Gluten-free Pad Thai
This recipe was a hit and is perfect for meal pepping to have a fun and flavorful dish ready to enjoy throughout the week! Did I mention it only takes 20 minuets!
8 oz GF spaghetti noodles (or Pad Thai noodles)
2 tbsp avocado oil (or sesame)
16 oz medium or large shrimp (one bag is what I used)
2 large eggs
1-2 cup chopped carrots
1/4 red onion, chopped
purple or green cabbage (about 1-2 cups)
2 tsp garlic powder
2 tsp red pepper flakes
Salt and pepper to taste
Finely chopped peanuts
For the sauce:
2 tbsp fish sauce
1 1/2 tbsp rice vinegar
2 tbsp liquid aminos (or soy sauce)
2-3 tbsp water (taste test with two and if too strong add more)
1 tbsp maple syrup
3 tsp chili garlic sauce
Cook noodles according to package.
Heat a large pan over medium heat and add 2 tbsp of oil. Add in red onion and cook until fragrant. Then, add shrimp, garlic, salt and pepper and begin cooking until shrimp turns pink (2-3 minutes). Add in carrots and cabbage and sauté until veggies are soft. (5-10 minutes).

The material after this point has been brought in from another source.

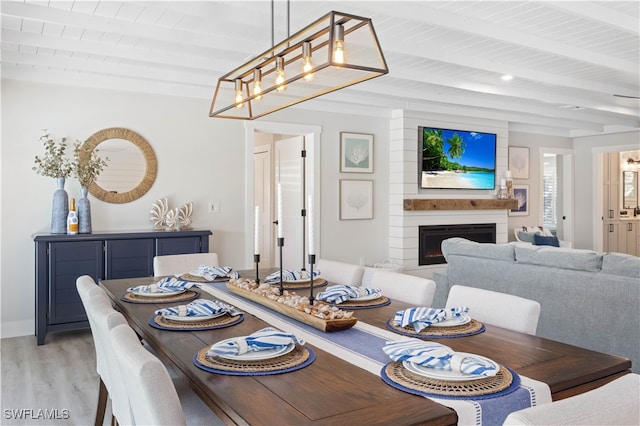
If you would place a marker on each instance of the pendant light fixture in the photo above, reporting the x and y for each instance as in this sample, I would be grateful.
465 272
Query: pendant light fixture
336 51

In a small bowl, whisk together the sauce ingredients: fish sauce, rice vinegar, soy sauce, water, maple syrup , and chili garlic sauce.
Add the noodles to the large pan and stir everything together, then pour sauce over and let sit on warm for 1-2 minutes.
Serve with bean sprouts, cilantro, peanuts and lime wedges!